Failure to Notify Guardian of Behavioral Health Consultation
Penalty
Summary
The facility failed to ensure a court-appointed guardian was informed of and able to participate in care decisions for a resident with multiple complex medical and mental health diagnoses, including multiple sclerosis, renal tubule-interstitial disease, bipolar disorder, delusional disorder, and anxiety disorder. The resident had a LETTER OF GUARDIANSHIP dated 4/17/14 that appointed the Office of Public Advocacy as full guardian, with explicit authority over medical care, mental health treatment, physical and mental examinations, and approval of all medications, medical procedures, and psychotropic medications.
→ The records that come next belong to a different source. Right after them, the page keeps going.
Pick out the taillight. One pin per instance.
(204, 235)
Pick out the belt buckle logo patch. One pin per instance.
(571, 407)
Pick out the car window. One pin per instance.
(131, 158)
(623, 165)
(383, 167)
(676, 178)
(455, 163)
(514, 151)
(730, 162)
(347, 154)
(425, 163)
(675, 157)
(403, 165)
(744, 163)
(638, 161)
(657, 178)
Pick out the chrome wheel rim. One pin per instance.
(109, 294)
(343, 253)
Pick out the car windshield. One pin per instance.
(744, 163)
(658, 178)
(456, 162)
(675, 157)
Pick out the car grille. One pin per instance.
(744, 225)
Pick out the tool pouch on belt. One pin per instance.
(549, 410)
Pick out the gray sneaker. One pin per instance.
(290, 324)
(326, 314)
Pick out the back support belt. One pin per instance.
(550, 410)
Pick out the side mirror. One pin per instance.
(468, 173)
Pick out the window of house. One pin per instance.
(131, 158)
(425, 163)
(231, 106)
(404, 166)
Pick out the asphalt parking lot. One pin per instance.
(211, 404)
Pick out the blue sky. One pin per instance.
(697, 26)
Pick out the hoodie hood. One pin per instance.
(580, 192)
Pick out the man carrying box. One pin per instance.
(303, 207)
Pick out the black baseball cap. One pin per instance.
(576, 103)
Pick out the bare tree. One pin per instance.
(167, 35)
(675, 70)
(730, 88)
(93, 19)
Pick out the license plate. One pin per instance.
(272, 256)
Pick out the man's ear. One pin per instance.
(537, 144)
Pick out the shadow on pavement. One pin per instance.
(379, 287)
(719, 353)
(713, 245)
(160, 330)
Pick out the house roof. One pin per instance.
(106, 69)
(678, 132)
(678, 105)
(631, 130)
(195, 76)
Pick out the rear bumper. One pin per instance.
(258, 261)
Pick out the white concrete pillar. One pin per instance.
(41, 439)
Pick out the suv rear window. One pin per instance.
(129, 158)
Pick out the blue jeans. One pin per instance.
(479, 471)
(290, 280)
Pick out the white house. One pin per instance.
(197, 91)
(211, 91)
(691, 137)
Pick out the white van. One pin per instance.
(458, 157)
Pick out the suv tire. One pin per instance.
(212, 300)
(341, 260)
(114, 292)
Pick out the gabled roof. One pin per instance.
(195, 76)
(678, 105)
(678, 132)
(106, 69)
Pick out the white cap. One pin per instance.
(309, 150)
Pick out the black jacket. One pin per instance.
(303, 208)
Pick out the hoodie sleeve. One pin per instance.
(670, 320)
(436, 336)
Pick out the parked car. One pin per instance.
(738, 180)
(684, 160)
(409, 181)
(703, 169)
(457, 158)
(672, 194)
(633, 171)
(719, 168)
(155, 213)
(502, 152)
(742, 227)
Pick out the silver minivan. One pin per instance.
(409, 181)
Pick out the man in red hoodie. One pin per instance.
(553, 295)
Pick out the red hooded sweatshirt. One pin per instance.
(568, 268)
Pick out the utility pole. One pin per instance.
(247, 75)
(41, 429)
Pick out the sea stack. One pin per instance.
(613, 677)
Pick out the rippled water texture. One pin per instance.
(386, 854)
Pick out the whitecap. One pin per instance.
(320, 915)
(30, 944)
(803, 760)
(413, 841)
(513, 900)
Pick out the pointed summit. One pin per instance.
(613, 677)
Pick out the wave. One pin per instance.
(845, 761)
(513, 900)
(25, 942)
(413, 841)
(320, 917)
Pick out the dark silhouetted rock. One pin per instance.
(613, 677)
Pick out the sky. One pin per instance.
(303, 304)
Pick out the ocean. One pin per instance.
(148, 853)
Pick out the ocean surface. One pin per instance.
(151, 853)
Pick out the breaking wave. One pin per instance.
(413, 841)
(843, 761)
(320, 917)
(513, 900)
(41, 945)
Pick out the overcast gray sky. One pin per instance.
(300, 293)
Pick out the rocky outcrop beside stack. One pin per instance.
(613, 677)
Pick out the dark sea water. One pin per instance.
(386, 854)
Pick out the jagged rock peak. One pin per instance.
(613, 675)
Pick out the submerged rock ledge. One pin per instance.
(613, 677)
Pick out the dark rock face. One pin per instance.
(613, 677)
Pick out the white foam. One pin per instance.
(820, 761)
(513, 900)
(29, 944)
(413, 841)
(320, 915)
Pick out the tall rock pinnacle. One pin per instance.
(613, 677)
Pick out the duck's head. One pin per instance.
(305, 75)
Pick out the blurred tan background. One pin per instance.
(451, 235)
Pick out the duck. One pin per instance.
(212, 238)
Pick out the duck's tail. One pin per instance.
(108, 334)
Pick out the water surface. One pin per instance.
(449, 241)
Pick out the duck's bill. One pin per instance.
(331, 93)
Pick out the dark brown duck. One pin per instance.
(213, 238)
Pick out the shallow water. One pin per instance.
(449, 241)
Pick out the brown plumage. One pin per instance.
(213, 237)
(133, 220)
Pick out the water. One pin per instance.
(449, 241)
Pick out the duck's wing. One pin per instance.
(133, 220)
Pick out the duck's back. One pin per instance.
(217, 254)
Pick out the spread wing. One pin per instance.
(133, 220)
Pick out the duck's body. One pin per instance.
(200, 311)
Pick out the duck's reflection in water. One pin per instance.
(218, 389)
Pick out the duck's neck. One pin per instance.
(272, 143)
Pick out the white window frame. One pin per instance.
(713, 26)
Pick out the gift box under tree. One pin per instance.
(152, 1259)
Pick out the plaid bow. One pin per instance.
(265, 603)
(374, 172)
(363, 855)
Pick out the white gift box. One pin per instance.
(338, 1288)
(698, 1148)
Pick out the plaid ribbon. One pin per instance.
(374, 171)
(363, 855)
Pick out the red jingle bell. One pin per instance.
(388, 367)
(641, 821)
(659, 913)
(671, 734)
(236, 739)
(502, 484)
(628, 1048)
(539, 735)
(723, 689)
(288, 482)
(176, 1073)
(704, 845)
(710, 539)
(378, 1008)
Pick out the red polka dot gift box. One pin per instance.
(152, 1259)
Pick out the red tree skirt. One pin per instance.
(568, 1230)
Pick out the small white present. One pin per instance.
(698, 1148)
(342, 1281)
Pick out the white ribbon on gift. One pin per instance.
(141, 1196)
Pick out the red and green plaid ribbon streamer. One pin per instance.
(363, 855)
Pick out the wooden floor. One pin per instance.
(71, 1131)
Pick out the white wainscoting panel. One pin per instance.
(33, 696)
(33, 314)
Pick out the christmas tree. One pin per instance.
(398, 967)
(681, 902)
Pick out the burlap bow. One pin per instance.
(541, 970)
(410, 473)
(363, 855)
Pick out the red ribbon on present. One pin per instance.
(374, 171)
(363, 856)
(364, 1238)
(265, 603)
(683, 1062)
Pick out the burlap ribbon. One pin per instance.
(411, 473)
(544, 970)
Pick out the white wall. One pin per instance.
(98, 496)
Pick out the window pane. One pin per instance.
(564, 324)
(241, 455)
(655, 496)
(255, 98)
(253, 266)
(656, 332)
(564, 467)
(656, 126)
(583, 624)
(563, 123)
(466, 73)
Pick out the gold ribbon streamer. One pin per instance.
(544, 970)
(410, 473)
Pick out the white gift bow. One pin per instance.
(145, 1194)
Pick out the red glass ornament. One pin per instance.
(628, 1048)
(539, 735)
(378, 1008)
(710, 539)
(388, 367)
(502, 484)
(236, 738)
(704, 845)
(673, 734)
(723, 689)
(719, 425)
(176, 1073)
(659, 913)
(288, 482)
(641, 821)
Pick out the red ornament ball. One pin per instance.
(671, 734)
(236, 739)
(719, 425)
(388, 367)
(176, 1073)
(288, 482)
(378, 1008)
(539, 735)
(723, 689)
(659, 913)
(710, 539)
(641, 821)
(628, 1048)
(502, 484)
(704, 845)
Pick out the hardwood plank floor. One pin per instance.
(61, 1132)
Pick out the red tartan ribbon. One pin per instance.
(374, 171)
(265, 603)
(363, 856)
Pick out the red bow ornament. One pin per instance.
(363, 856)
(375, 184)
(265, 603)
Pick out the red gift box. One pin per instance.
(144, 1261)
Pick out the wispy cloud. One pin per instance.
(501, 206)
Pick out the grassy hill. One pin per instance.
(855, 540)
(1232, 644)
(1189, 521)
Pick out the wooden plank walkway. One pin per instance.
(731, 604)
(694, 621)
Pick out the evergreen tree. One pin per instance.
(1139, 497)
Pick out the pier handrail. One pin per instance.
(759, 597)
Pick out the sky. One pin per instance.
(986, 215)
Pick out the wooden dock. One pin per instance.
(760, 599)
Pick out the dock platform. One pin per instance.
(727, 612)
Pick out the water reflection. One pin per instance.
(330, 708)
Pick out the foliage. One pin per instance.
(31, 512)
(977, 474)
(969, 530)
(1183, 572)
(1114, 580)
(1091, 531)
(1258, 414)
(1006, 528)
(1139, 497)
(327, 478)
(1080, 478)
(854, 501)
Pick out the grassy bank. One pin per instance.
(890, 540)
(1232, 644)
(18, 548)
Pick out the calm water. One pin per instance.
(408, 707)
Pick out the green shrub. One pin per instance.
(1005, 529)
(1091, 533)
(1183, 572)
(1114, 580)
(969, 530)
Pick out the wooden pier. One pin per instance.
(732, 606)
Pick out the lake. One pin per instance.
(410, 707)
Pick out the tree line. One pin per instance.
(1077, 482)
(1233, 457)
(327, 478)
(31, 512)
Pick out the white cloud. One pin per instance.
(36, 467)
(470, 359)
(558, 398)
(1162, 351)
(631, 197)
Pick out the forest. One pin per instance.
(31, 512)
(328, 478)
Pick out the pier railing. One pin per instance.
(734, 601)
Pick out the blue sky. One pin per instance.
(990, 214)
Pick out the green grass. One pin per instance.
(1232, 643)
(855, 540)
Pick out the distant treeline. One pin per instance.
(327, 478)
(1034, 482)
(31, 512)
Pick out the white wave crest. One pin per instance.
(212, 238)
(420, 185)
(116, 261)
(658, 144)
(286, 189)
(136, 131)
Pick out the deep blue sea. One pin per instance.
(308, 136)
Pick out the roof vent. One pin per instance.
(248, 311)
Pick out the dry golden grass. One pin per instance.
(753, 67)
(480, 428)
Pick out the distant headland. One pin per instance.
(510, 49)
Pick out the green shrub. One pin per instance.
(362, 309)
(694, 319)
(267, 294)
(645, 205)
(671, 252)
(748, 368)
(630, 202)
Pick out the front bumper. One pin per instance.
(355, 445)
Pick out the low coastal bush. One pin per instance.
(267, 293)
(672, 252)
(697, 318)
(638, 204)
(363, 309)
Despite this, the resident was sent to a behavioral health consultation on 10/22/25, during which the consultation report documented that the patient was unescorted, that documentation at the time of the visit indicated a guardian/POA, and that the patient was unable to explain the reason for the visit. The consultant recommended obtaining more information about the reason for the visit and guardian contact. Interviews and document reviews showed there was no documented guardian notification regarding the scheduled psychiatric consultation. The Administrator and DON confirmed there was no documented guardian notification. The staffing schedule for the date of the appointment noted the resident needed an escort, but the DON could not verify who the escort was. An email from the Assistant Administrator stated that the facility’s driver provided transportation and ensured check-in, and referenced a recent BIMS indicating intact cognition, which the facility typically used to determine that an escort was not required. The same email and a follow-up email acknowledged that it was standard practice to notify residents and representatives of appointments, but there was no documentation in the chart confirming guardian notification for this mental health appointment. The guardian later stated it was possible they had been made aware but could not recall due to a large caseload, and there was no facility documentation verifying that notification or consent had occurred.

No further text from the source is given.